3. Kiatisuk Senamuang (Thailand, 2014 dan 2016)
Kiatisuk Senamuang merupakan satu-satunya pelatih asal Asia Tenggara yang masuk ke dalam daftar ini. Ia membawa Thailand juara Piala AFF 2014 (mengalahkan Malaysia) dan 2016 (menumbangkan Indonesia).
Medio 2017, Kiatisuk Senamuang memutuskan mengundurkan diri dari jabatan pelatih Timnas Thailand.

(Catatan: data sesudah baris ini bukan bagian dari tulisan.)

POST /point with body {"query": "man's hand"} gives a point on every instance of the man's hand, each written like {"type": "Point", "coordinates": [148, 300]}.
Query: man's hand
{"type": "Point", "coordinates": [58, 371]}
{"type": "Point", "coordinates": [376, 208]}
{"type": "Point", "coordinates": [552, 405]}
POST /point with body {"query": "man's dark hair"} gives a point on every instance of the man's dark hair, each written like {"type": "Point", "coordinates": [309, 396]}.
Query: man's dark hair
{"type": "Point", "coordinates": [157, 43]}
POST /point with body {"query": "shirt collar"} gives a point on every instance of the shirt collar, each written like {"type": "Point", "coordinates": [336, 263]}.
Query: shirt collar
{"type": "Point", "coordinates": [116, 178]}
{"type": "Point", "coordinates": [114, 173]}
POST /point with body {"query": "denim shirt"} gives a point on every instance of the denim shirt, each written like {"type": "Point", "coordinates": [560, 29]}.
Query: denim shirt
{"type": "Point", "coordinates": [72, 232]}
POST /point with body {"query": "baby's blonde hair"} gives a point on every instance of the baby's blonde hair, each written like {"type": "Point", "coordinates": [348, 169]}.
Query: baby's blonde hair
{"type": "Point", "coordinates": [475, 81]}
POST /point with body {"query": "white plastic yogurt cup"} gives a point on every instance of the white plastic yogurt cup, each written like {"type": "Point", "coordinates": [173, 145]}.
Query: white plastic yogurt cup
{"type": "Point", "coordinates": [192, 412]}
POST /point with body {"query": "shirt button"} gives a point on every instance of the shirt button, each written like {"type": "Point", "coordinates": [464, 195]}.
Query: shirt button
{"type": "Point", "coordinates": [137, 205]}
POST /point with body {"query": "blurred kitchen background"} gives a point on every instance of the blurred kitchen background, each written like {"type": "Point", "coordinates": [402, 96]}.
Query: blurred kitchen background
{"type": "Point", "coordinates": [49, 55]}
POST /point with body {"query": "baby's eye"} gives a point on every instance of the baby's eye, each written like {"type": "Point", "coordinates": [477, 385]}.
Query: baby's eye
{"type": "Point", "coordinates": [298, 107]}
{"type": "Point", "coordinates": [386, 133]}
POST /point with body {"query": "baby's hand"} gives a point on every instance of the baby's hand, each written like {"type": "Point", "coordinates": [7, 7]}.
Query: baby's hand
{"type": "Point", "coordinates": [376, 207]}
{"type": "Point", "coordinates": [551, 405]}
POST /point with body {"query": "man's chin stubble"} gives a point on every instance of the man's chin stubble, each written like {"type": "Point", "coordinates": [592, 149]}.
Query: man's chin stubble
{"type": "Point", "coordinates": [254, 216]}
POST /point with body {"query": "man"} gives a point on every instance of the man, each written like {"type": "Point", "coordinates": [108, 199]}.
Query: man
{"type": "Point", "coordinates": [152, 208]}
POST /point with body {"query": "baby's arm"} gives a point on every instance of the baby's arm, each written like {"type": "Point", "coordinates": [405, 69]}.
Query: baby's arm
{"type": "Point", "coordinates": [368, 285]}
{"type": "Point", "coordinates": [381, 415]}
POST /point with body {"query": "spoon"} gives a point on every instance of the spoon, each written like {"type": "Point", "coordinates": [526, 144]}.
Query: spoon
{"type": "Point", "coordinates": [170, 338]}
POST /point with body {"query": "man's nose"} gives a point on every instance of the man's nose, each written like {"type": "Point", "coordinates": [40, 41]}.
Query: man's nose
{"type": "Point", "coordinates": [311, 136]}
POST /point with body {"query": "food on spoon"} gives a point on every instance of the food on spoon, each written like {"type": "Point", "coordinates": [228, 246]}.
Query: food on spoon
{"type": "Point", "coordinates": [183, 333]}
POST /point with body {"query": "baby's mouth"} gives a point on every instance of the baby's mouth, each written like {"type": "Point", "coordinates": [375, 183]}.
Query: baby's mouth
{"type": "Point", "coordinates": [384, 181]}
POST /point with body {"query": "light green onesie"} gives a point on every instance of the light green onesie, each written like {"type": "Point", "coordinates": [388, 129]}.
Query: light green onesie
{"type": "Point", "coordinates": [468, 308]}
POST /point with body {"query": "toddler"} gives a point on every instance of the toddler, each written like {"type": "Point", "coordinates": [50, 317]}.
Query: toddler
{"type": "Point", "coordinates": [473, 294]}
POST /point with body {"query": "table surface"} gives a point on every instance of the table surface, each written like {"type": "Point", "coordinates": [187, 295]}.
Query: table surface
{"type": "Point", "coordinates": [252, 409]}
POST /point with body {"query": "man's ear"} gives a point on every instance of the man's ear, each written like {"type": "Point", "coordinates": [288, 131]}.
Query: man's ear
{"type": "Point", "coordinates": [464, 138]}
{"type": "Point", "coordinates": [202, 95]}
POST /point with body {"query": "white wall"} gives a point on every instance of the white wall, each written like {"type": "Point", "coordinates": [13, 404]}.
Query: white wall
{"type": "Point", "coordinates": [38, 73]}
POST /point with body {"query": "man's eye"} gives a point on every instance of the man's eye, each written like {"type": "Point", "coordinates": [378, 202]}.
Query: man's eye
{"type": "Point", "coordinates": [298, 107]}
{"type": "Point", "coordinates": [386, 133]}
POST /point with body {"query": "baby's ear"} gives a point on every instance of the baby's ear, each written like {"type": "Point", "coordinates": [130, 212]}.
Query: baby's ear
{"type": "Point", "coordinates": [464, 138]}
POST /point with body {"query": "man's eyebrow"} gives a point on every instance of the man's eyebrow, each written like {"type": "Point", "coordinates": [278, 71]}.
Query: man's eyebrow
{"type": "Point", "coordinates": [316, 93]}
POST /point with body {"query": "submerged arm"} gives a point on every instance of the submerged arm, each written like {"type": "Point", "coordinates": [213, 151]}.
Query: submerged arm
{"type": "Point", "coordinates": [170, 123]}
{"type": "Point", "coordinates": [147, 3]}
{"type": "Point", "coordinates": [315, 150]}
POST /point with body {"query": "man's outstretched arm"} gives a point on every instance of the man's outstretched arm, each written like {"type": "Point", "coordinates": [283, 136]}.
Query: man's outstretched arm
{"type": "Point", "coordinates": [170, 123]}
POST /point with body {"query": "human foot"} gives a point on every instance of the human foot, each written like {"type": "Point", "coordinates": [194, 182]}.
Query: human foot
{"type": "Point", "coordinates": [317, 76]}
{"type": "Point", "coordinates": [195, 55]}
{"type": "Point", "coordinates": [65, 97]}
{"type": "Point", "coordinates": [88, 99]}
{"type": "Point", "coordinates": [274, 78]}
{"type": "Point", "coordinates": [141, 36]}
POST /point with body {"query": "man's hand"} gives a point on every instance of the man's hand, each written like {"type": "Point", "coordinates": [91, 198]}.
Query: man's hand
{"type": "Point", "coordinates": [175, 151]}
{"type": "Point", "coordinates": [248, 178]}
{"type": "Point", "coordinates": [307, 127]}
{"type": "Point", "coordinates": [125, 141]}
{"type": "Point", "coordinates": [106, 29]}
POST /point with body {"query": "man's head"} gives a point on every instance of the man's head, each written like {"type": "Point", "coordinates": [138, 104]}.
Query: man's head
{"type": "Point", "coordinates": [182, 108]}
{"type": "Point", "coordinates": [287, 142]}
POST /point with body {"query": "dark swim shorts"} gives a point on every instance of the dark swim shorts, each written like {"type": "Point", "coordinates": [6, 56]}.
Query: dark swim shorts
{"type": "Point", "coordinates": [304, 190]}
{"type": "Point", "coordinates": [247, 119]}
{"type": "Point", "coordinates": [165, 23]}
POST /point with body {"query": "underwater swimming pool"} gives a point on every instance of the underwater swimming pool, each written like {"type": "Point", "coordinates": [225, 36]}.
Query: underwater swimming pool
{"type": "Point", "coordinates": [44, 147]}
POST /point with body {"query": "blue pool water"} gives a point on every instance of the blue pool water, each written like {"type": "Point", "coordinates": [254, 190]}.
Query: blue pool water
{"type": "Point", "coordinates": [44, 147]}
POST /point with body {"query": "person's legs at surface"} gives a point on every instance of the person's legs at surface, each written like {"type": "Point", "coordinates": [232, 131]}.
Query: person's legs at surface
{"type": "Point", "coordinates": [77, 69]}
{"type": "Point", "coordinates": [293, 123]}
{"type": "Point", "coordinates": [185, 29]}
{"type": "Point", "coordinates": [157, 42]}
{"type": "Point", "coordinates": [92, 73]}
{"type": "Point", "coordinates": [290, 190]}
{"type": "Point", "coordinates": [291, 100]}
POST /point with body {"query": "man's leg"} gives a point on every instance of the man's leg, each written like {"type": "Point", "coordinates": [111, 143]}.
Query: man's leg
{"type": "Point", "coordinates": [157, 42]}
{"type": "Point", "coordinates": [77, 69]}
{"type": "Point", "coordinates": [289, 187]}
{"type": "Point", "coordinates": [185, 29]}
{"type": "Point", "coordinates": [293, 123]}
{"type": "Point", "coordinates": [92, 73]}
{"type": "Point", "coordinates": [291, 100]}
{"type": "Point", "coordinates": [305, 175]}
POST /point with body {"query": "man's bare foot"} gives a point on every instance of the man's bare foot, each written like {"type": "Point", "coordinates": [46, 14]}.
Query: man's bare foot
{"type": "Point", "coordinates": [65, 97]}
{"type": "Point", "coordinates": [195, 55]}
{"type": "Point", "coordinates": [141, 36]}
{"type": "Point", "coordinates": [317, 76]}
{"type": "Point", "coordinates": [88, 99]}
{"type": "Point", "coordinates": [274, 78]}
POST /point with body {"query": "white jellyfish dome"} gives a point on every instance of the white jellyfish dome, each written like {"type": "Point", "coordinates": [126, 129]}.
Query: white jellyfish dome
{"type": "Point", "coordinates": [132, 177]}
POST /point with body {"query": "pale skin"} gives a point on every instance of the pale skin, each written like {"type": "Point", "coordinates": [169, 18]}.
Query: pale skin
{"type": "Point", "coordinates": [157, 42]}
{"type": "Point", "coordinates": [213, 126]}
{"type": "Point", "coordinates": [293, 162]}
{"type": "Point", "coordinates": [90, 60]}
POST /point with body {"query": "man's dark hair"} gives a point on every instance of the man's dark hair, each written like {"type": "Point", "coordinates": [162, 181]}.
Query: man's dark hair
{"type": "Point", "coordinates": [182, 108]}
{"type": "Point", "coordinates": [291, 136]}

Keputusan itu diambil setelah Thailand hanya meraup satu angka dari 10 pertandingan di babak ketiga Kualifikasi Piala Dunia 2018 zona Asia.
2. Radojko Avramovic (Singapura, 2004, 2007 dan 2012)
Radojko Avramovic merupakan pelatih tersukses di ajang Piala AFF. Pelatih asal Serbia ini membawa Singapura tiga kali juara Piala AFF, yakni pada 2004 (mengalahkan Indonesia), 2007 (menumbangkan Thailand) dan 2012 (menghajar Thailand).
Dalam sejarahnya, tak ada satu pun pelatih yang bisa mengemulasi kesuksesan Radojko Avramovic. Akankah Alexandre Polking menjadi sosok pertama yang bisa melakukannya di Piala AFF 2024?
1. Peter Withe (Thailand, 2000 dan 2002)
Di posisi puncak ada pelatih Timnas Indonesia periode 2004-2007, Peter Withe. Pelatih asal Inggris ini membawa Thailand juara Piala AFF 2000 dan 2002 setelah mengalahkan Timnas Indonesia dalam dua laga final tersebut.
Keberhasilan Peter Withe di atas menarik hati PSSI. Federasi Sepakbola Indonesia ini pun mengontrak Peter Withe pada 2004 dengan harapan, legenda Aston Villa ini dapat mendongkrak prestasi skuad Garuda.
Namun, hasilnya jauh panggang dari api. Setelah finis runner-up di Piala AFF 2004, langkah Timnas Indonesia terhenti di fase grup Piala AFF 2007. Ini merupakan yang pertama, kiprah Timnas Indonesia di Piala AFF terhenti di fase grup.